Fish Fry Day: Western Mosquitofish and the Danger of Good Intentions

Despite it’s small size compared to the rainbow smelt (right) and Northern pike (below) the Westernmosquito fish has a big tale to tell.

It’s Fish Fry Day and fish is on the menu! We’re working our way across the “Fishes of Wisconsin” poster finding morsels of info for every species of fishes found in Wisconsin. Today’s special: the Western Mosquitofish.

Take a moment to look at the map below. The orange color shows the native range of the Western Mosquitofish. The red shows all of the places the fish has ended up as a non-native and, often, invasive species. There is little connectivity between the two colors, meaning that the fish didn’t swim upstream and colonize new areas. Nope, this little guy got around via the best kind of public transit an invasive species can find – human beings.

The orange coloring shows the Western Mosquitofish’s native range, the red shows where it’s been introduced via human activity.
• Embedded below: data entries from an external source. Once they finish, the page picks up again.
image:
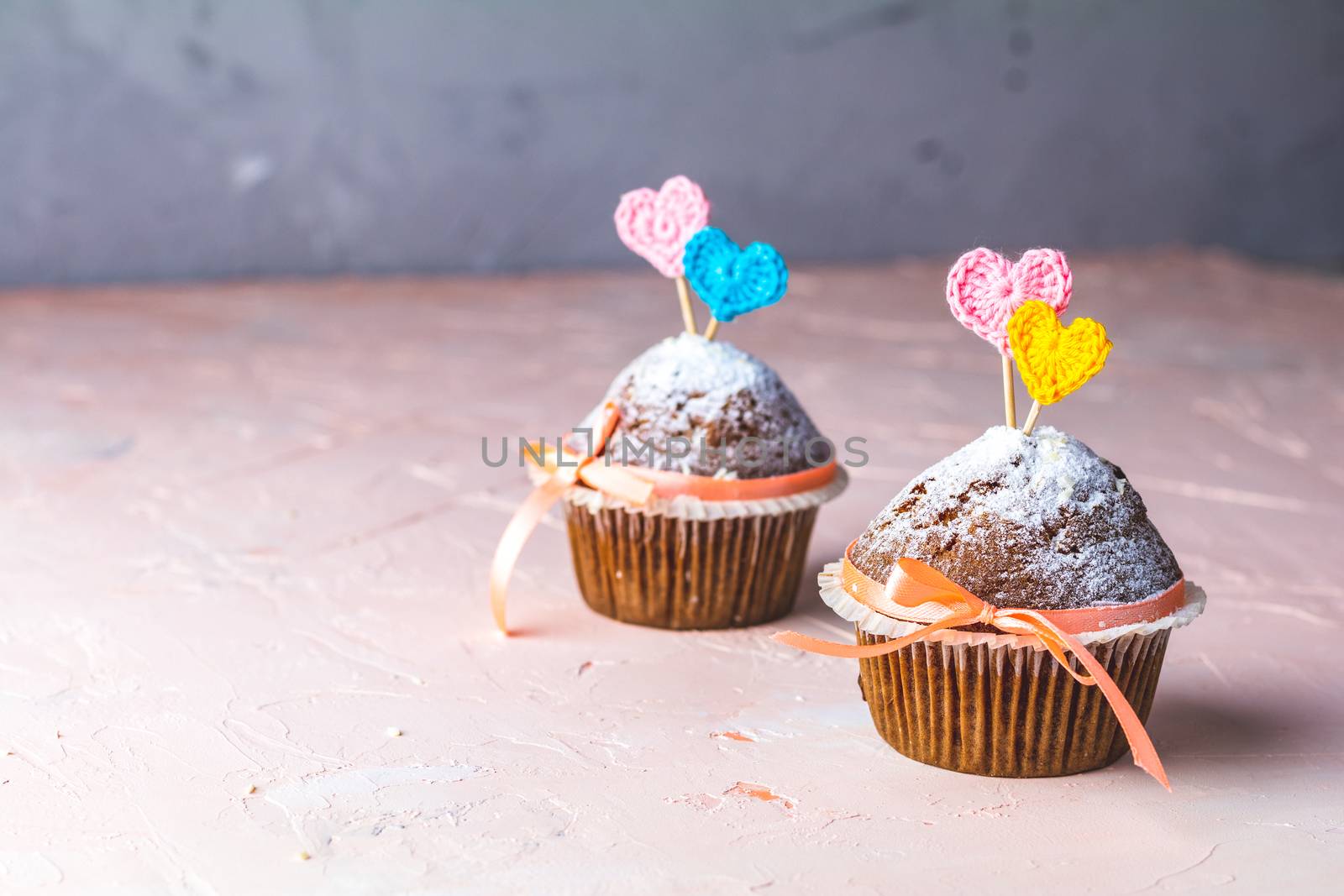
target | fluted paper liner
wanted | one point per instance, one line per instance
(999, 705)
(685, 563)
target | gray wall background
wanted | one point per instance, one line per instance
(147, 139)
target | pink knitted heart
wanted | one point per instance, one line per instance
(656, 226)
(984, 289)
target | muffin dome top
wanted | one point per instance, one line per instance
(1034, 521)
(689, 387)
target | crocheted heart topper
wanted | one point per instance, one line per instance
(1054, 359)
(984, 289)
(656, 226)
(730, 280)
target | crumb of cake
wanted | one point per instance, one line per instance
(687, 391)
(1034, 521)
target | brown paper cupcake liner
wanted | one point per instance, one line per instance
(672, 571)
(1005, 711)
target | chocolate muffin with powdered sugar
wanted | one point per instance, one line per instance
(1035, 521)
(709, 409)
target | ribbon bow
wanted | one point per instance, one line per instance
(918, 593)
(564, 469)
(633, 485)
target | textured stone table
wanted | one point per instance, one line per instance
(245, 644)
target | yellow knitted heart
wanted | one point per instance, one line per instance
(1052, 358)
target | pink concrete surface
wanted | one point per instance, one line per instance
(245, 542)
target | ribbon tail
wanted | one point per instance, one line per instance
(515, 537)
(866, 651)
(1140, 745)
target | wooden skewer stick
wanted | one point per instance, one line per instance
(1032, 418)
(1010, 399)
(687, 315)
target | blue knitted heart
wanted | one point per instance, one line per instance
(734, 281)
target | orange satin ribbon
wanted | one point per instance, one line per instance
(635, 485)
(918, 593)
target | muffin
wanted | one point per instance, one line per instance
(1014, 602)
(701, 409)
(1035, 521)
(691, 490)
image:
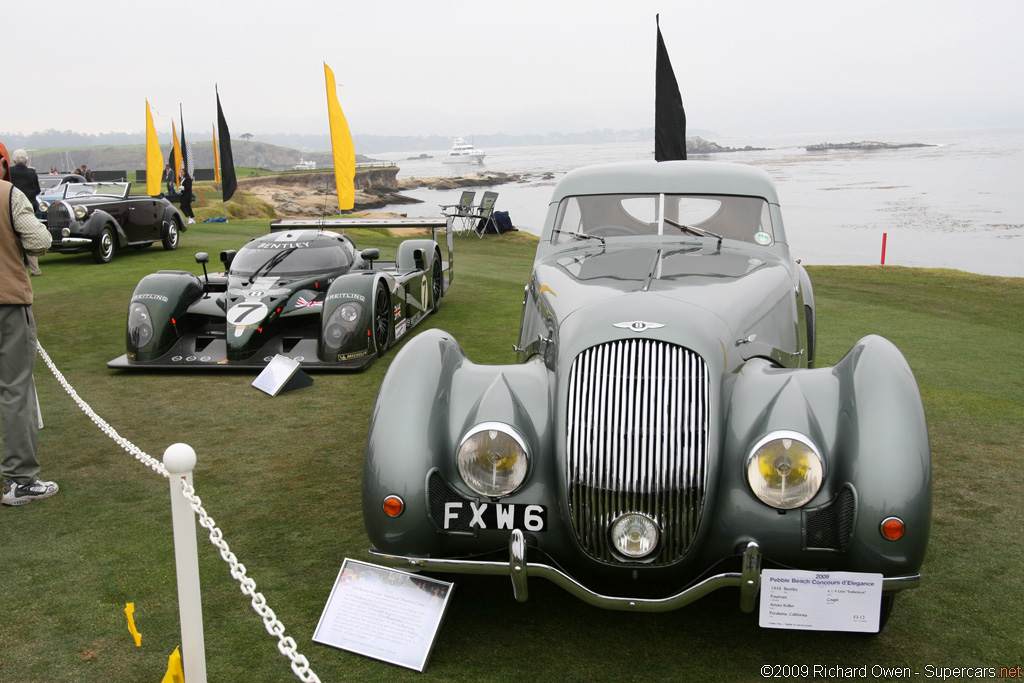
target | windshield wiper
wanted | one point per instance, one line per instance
(271, 262)
(699, 231)
(582, 236)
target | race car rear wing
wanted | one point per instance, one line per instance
(435, 224)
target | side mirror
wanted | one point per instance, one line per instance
(204, 258)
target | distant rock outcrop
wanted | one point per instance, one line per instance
(863, 145)
(698, 145)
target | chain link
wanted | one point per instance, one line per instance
(286, 644)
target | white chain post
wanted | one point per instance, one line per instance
(179, 459)
(286, 645)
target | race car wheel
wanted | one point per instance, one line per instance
(436, 283)
(382, 313)
(102, 250)
(171, 236)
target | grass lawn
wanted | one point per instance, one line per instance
(281, 476)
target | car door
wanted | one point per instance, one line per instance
(143, 222)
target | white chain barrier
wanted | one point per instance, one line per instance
(286, 644)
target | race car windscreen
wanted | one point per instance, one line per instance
(300, 258)
(734, 217)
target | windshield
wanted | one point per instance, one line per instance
(302, 257)
(743, 218)
(119, 189)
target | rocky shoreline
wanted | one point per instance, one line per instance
(863, 145)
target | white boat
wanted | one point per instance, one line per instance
(463, 153)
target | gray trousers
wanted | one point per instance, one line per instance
(18, 406)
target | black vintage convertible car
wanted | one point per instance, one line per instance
(101, 217)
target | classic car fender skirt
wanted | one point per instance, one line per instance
(866, 417)
(748, 580)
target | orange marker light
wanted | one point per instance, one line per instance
(393, 506)
(892, 528)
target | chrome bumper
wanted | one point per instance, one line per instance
(75, 242)
(748, 579)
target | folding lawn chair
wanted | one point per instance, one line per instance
(483, 213)
(463, 217)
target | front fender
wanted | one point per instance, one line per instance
(866, 417)
(358, 288)
(409, 436)
(167, 296)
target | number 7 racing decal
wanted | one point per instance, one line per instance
(247, 314)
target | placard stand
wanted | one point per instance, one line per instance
(384, 613)
(282, 374)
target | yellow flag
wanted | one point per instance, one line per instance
(154, 159)
(174, 672)
(177, 155)
(341, 145)
(216, 160)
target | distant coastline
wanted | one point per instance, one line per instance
(863, 145)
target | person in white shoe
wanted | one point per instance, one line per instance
(20, 233)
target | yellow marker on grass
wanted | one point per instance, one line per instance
(130, 613)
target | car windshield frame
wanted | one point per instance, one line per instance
(301, 259)
(633, 215)
(110, 189)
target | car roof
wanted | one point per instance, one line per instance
(681, 177)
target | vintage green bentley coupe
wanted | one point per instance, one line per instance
(305, 293)
(666, 432)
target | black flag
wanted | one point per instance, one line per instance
(227, 179)
(670, 119)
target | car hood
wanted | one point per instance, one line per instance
(735, 291)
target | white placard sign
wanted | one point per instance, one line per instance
(384, 613)
(820, 600)
(275, 375)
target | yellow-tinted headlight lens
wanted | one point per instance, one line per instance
(493, 459)
(784, 470)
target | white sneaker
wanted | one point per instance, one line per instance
(19, 494)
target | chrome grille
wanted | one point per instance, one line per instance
(57, 217)
(637, 441)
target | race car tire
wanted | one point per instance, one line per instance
(382, 314)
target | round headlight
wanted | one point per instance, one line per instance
(493, 459)
(139, 325)
(784, 470)
(634, 536)
(349, 312)
(341, 324)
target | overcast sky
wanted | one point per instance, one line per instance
(439, 67)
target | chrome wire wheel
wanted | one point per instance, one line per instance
(102, 252)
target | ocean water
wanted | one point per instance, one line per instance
(956, 204)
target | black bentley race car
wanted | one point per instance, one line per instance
(305, 294)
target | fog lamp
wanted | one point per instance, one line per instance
(892, 528)
(393, 506)
(634, 536)
(784, 470)
(493, 459)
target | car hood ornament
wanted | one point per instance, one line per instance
(639, 326)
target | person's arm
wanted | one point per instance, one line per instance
(35, 238)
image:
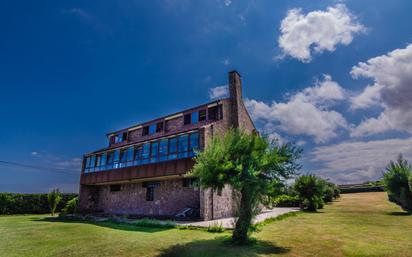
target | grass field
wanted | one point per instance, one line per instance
(363, 224)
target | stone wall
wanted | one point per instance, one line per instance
(170, 197)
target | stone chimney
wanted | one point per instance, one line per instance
(235, 95)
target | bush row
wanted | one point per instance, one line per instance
(11, 203)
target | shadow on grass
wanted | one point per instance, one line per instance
(400, 213)
(105, 224)
(221, 246)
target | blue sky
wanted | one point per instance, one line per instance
(72, 71)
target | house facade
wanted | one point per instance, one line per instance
(143, 170)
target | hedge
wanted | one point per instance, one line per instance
(11, 203)
(347, 190)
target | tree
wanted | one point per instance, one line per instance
(252, 165)
(311, 191)
(54, 197)
(397, 180)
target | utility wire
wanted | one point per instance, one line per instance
(41, 168)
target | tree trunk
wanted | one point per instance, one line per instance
(240, 234)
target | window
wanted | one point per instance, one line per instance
(183, 146)
(159, 127)
(152, 129)
(154, 151)
(129, 156)
(172, 148)
(115, 188)
(163, 150)
(150, 190)
(189, 182)
(98, 158)
(138, 155)
(110, 156)
(202, 115)
(187, 119)
(195, 117)
(92, 162)
(145, 131)
(103, 162)
(87, 165)
(123, 158)
(145, 153)
(116, 159)
(194, 143)
(213, 112)
(150, 194)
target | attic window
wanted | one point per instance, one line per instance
(159, 127)
(202, 115)
(187, 119)
(115, 188)
(145, 131)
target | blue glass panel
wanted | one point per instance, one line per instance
(146, 151)
(194, 142)
(152, 129)
(154, 151)
(130, 152)
(183, 143)
(103, 162)
(173, 145)
(195, 117)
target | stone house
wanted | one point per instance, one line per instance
(142, 171)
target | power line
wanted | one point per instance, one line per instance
(41, 168)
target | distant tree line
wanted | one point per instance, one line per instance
(12, 203)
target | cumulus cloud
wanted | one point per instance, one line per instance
(317, 31)
(392, 90)
(305, 113)
(225, 61)
(354, 162)
(218, 92)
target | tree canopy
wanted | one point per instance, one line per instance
(251, 164)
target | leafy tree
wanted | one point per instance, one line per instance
(54, 197)
(310, 190)
(71, 206)
(252, 165)
(397, 180)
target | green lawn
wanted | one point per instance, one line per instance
(364, 224)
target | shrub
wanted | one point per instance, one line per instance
(54, 197)
(71, 206)
(215, 228)
(310, 190)
(286, 201)
(12, 203)
(397, 183)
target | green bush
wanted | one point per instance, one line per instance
(310, 189)
(397, 183)
(286, 201)
(215, 228)
(11, 203)
(71, 206)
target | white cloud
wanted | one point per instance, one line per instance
(392, 90)
(317, 31)
(354, 162)
(226, 61)
(305, 113)
(218, 92)
(369, 97)
(227, 2)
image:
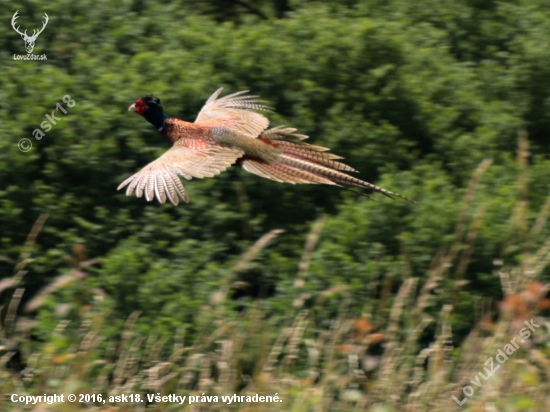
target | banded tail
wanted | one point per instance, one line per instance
(299, 162)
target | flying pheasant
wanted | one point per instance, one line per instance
(227, 131)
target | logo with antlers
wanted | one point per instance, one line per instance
(29, 40)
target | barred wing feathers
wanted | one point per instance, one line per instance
(236, 112)
(160, 178)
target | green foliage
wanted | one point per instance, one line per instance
(415, 95)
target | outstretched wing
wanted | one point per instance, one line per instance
(160, 178)
(235, 112)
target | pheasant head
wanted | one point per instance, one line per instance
(149, 106)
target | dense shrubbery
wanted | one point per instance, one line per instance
(413, 94)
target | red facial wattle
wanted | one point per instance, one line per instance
(140, 106)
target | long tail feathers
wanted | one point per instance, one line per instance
(300, 162)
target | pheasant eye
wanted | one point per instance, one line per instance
(140, 106)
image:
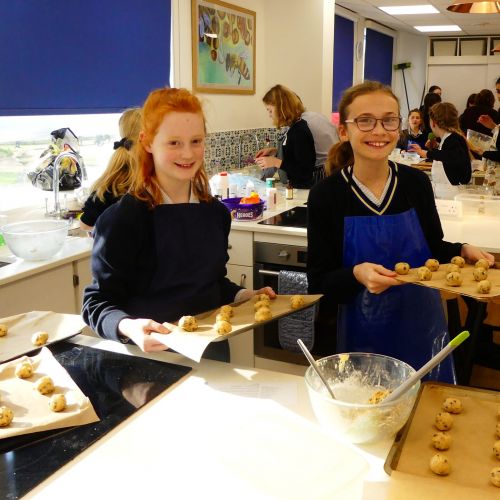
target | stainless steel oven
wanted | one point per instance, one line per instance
(269, 260)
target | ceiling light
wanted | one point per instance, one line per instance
(402, 10)
(432, 29)
(475, 7)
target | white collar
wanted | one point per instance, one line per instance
(168, 201)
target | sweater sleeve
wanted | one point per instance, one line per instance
(325, 233)
(118, 234)
(454, 155)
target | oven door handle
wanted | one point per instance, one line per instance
(269, 273)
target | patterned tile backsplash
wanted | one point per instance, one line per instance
(223, 148)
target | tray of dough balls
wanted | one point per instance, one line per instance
(37, 394)
(475, 280)
(25, 332)
(453, 437)
(191, 335)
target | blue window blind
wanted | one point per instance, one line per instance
(81, 56)
(378, 56)
(343, 53)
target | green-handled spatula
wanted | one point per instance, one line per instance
(396, 393)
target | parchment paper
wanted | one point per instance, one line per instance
(22, 326)
(473, 435)
(468, 286)
(193, 344)
(31, 409)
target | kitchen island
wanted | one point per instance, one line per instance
(224, 431)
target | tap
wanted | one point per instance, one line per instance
(240, 141)
(55, 180)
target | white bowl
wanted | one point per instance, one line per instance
(354, 381)
(35, 239)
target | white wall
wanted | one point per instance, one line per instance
(410, 48)
(294, 48)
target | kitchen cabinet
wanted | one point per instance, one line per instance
(240, 271)
(50, 290)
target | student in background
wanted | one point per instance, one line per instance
(116, 179)
(296, 155)
(368, 215)
(414, 134)
(451, 162)
(160, 252)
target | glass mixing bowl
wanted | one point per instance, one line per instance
(355, 378)
(35, 239)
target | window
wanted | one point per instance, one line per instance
(378, 56)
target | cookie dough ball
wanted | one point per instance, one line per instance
(495, 476)
(39, 338)
(441, 440)
(45, 385)
(496, 449)
(424, 273)
(6, 416)
(57, 402)
(484, 286)
(459, 261)
(452, 405)
(482, 263)
(223, 317)
(440, 464)
(297, 301)
(263, 314)
(223, 327)
(402, 268)
(443, 421)
(24, 370)
(452, 268)
(432, 264)
(454, 279)
(479, 273)
(188, 323)
(261, 296)
(261, 303)
(226, 310)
Courtesy: USGS.

Why, you might ask, would people take the time to move a tiny little fish from its southern home waters to locations all over North America? Well, let me assure you that this isn’t a story of someone dumping a bait bucket or forgetting to clean their boat. No, in the case of the Western Mosquitofish, humans had intent – and they were the best of intentions.

You see, back in the day, our fair country had declared all-out war on mosquitoes. The problem, of course, was the malaria parasite that the annoying little bugs carried. In the late 1800’s the disease was prevalent from the Gulf of Mexico to the Northern Plains and people were doing just about anything to slow its spread.

Courtesy: Malaria Museum

To fight the public health threat of malaria, people went after the carrier of the disease. They drained wetlands, which are prime mosquito habitat and, starting in the early 1900’s, they began to move mosquitofish to new waters.

Western Mosquitofish. Photo: Robert McDowall, USGS

Back then both species of mosquitofish, the Western (Gambusia affinis) and the Eastern (Gambusia holbrooki) had a reputation as excellent mosquito-control agents (Krumholtz, 1948). A voracious surface feeder of plankton and insect larvae, with its flattened head and upward-pointing mouth, the mosquitofish has been documented consuming food equivalent to anywhere from 42 to 167% of its body weight each day (Chips, 2004). Grasping at these attributes as a potential tool in the malaria fighting toolbox, hatcheries started producing mosquitofish, state agencies began stocking their water bodies and even the former U.S. Public Health Service started helping move mosquitofish to new homes.

While the fish doesn’t specifically target mosquito larvae, relatively large, relatively slow-moving mosquito larvae are a huge food source for many small, surface-feeding fishes and the thought was that the mosquito fish would simply be better than other fishes at eating them. And, of course, it was.

Unfortunately, mosquitofish were so successful in their new homes, that they began having big impacts on the resident native species and other ecosystem processes. In other words, in the age-old story of human attempts to use biological controls – there were unintended consequences.

Mosquitofish eating mosquito larvae. Courtesy: Los Angeles County Vector-Borne Disease Control District

Mosquitofish proved to be not only voracious, but aggressive, shredding other fishes’ fins, eating their eggs and young and, in general, displacing them from their spots in the top of the water column. They’ve been particularly troublesome in the American West, contributing to the elimination or decline of federally endangered and threatened species – like the Railroad Valley springfish in Nevada and the Sonoran topminnow in Arizona (Courtenay and Meffe, 1989). What’s more, mosquitofish eat the zooplankton that would otherwise graze on algae, which can lead to nuisance algal blooms (Hurlbet et al. 1972). And, most ironically, mosquitofish can eat so many of a habitat’s natural predators of mosquito larvae that mosquito populations can increase after their introduction! (Hoy et al. 1972, Bence 1988). In fact, mosquitofish have been used so pervasively as biological mosquito-control agents around the world, having similar unintended consequences, that the Global Invasive Species Database has them listed as one of the world’s “worst” invasive species. 

“This is all very interesting,” you may ask, “but aren’t we talking about the fishes of Wisconsin?”

Well, yes, and Wisconsin does have a few established populations of Western Mosquitofish but, for now, they’re confined to four known locations in Grant County – in backwaters of the Mississippi River, the Sugar and Platte Rivers and in Sinnippee Creek. Otherwise, and like many northern states, the mosquitofish’s low tolerance of cold weather seems to be keeping populations in check. Let’s just hope no one finds a cold-water relative and ramps introduction efforts back up anytime soon!

*Big thanks to the USGS’s “Nonindigenous Aquatic Species” Fact Sheet for pointing us toward all sorts of cool info on this post.